FROM THE COVER:
April, June, and November.
All the rest have thirty-one,
Though February’s underdone
With twenty-eight – hold the line! –
Leap Day makes it twenty-nine.
What if you could step into everyone else’s shoes for just one day? Soon-to-be-sixteen Josie Taylor was born on Leap Day, February 29, and now it’s her “fourth” birthday. Like every teenager, sometimes she wonders what other people are thinking, but in this unusual novel, YOU get to find out – by leaping into the minds and viewpoints of Josie and everyone around her. Birthday festivities, school play auditions, her driver’s test, a scavenger hunt, and the all-important sweet-sixteen initiation at the lake – these are the things that define Josie Taylor today. But what will define her tomorrow and in the days to come are the people who touch her life at every moment. Full of everyday imaginations and truths, Leap Day will surprise you in more ways than one.
My rating: 4 stars.
Surprisingly innovative. Josie’s world and story are explored through merely a day. Ingenious! It turns out there’s much you can learn about characters just by spending time with them over such a short period. And instead of it dragging along, Mass plucks her characters into ridiculously fun, creative situations.

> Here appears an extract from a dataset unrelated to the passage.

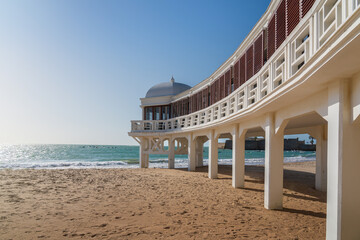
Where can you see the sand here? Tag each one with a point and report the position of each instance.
(156, 204)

The writing stays true to the character. Josie’s sixteen. She sounds sixteen: flighty and apprehensive and contemplative. It fits. Descriptions are somewhat vague, but this works to not take away from the fun spirit of the novel. The downside is that the dialogue is, at times, dry. And although some of the events seem a bit unrealistic – in that they wouldn’t happen to most sixteen year olds – they’re whacky enough to keep readers involved.
Leap Day is pure entertainment in such an innocent, coming-of-age form.